Friday, October 04, 2024

Well, that was special. That being the night I had last night with very little sleep due to a drama playing out with Tommy borrowing my car and being gone for way longer and going far further than I consider respectful or reasonable, given that I was directly told otherwise. It threw my whole night off to be anxious and worried about the car getting back and charged back up to capacity because I needed it all day today. I had to abandon my plans to go to Jikoji, which was fine. I manage. It was inconvenient, and I'm old enough not to be inconvenienced, so somebody else isn't. That's not my job as a parent. I tried to shake it off as being yet another growing opportunity. When I was his age, I was pulling shit, too; I didn't feel entitled to do so. Today's Death Café went well. We focused on grief, which was always inspiring, informative, and supportive. I really enjoy the time I spend with these people.
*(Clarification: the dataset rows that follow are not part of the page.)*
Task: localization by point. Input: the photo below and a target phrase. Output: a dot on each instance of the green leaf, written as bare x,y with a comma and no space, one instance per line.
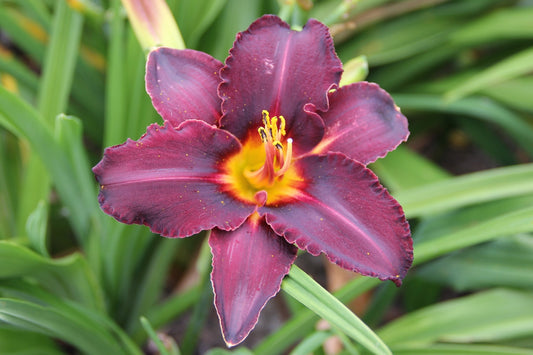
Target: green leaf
311,343
28,307
54,90
158,343
69,276
506,224
234,17
515,66
489,316
504,24
514,93
302,287
17,342
478,107
303,322
194,18
36,228
403,169
505,262
467,190
462,349
25,121
399,39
I've gotten to know many and really recognize our shared humanity. Jen still in Palm Springs so I went solo to the Stanford theater. There was a double feature as always. "Bedlam" and " Secret Behind the Door". I had never seen either. I enjoyed them both. It's hard to listen to Boris Karloff's voice with out thinking of references to Whoville. I sat on the lower level and really enjoyed the grand scope of being close to the screen, and then for the second, I went to the very back of the balcony where I was close enough to hear the motor and sprockets of the projector. It's such an awesome experience and I can't wait to go again. I'll be going on Sunday.